A Patient's Guide to Subconjunctival Hemorrhage7:00 AM
If you've ever looked in the mirror and seen this:
What Caused This?
The most common causes for subconjunctival hemorrhage are:
- coughing, sneezing, straining, heavy lifting, or vomiting These activities acutely raise blood pressure in the veins, causing a small rupture in the capillary bed where arteries and veins connect; it's called a valsalva maneuver.
- rubbing the eye
- ocular surgery or ocular injections
- contact lens related injuries (inadvertantly pinching the conjunctiva for example when removing your contact lens -- about 5% of subconjunctival hemorrhages are related to contact lens wear)
- uncontrolled vascular disorders like diabetes and high blood pressure, anemia, or blood clotting disorders
- blood thinning medications
- nutritional supplements (these also have blood thinning or anti-coagulation properties which can increase the risk of subconjunctival hemorrhage, especially when the patient is already taking other blood thinners, or when they have uncontrolled high blood pressure)

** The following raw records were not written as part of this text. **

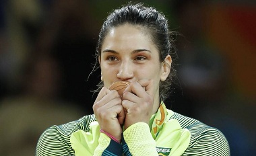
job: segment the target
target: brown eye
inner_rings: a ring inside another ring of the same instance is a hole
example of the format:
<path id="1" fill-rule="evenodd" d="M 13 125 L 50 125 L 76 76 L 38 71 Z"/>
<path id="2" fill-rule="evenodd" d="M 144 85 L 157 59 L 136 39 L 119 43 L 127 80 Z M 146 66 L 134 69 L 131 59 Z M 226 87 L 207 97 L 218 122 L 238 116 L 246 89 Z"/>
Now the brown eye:
<path id="1" fill-rule="evenodd" d="M 107 58 L 107 60 L 108 61 L 117 61 L 117 58 L 115 57 L 115 56 L 110 56 Z"/>
<path id="2" fill-rule="evenodd" d="M 146 58 L 144 56 L 137 56 L 135 60 L 136 60 L 136 61 L 144 61 L 146 59 L 147 59 L 147 58 Z"/>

- Tienchi (Panax notoginseng)
- Garlic Supplement (Allium sativum)
- Ginkgo biloba
- Fish Oil/Omega 3
- Bilberry (Vaccinium myrtillus)
- Less common but possible:
- abrupt changes in acceleration like sudden braking during a car accident
- abrupt changes in barometric pressure like scuba diving
- viral conjunctivitis (acute hemorrhagic conjunctivitis)

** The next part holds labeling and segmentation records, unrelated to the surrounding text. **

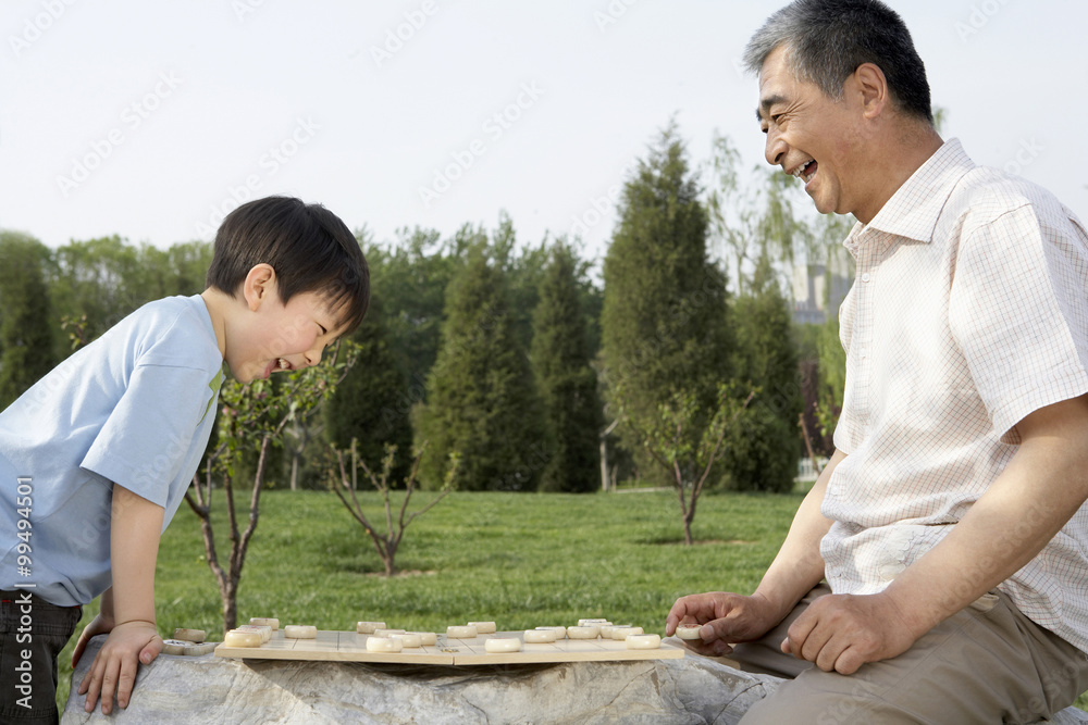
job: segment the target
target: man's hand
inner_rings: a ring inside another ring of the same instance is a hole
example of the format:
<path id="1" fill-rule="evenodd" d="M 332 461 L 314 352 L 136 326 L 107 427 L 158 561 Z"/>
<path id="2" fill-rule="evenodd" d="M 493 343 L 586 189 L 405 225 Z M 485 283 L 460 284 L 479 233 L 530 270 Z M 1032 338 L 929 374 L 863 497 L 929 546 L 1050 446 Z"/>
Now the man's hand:
<path id="1" fill-rule="evenodd" d="M 759 639 L 781 621 L 778 609 L 759 595 L 712 591 L 678 599 L 665 621 L 665 636 L 676 633 L 678 624 L 702 624 L 702 639 L 681 640 L 684 647 L 700 654 L 722 657 L 733 651 L 731 643 Z"/>
<path id="2" fill-rule="evenodd" d="M 790 625 L 782 651 L 824 672 L 857 672 L 866 662 L 902 654 L 926 633 L 917 632 L 887 592 L 820 597 Z"/>
<path id="3" fill-rule="evenodd" d="M 87 629 L 94 624 L 91 622 Z M 87 629 L 84 630 L 84 635 L 87 634 Z M 83 643 L 83 636 L 79 640 Z M 118 704 L 127 708 L 139 663 L 151 664 L 161 651 L 162 638 L 159 637 L 153 623 L 136 621 L 114 626 L 87 675 L 79 683 L 79 695 L 87 693 L 87 704 L 84 705 L 84 710 L 94 712 L 95 703 L 101 696 L 102 714 L 109 715 L 113 710 L 114 692 Z"/>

- vascular tumors (cavernous hemangioma, lymphangioma)
What Can I Do To Look Normal Again?
Unfortunately subcojunctival hemorrhages will reabsorb in their own good time. There is no eye drop or medication that can make them heal faster. Typically resolution occurs within 1-2 weeks, depending on the size of the hemorrhage. If the hemorrhage happened at the top of the eye, it may actually look worse before it gets better as gravity brings the trapped blood downwards toward the lower eyelid area.
To potentially speed things up you should:
- Avoid blood thinners like aspirin or the supplements listed above if possible (it's best to consult with your primary care doctor before changing medication)
- Avoid intense weight-lifting workouts (heavy lifting can cause another break)
- Some people report success alternating a cool and warm compress (just held over the closed eye --no rubbing). Heat can improve circulation to the area and potentially help breakdown clotted blood so it absorbs faster. Cool compresses can reduce the swelling often associated with an acute hemorrhage by constricting the conjunctiva.
|Need a painkiller but have a subconjunctival hemorrhage? Tylenol and Ibuprofen have reduced risk of blood thinning as a side effect than aspirin. via|
Should I See a Doctor?
Even though a subconjunctival hemorrhage can be a benign finding, there are many conditions that can cause hemorrhages that deserve investigation. If you've had a recent trauma, you definitely need to see a doctor in case there is an open abrasion or maybe even a deeper injury that needs treatment. Blood pressure should be checked when a subconjunctival hemorrhage appears without history of trauma - a study of 78 patients with spontaneous presentation of subconjunctival hemorrhage (average age 53) showed that 46% of patients with subconjunctival hemorrhage had elevated blood pressure. If you have recurrent subconjunctival hemorrhages, having blood work done to test for dangerous systemic conditions is a good idea. In addition to checking blood pressure and blood sugar, your doctor may order blood work to rule out anemia, leukemia, and blood clotting disorders like polycythemia. Most of the time subconjunctival hemorrhages are just an annoyance, but they can be a sign of a deeper health problem that is just expressing itself through the eyes.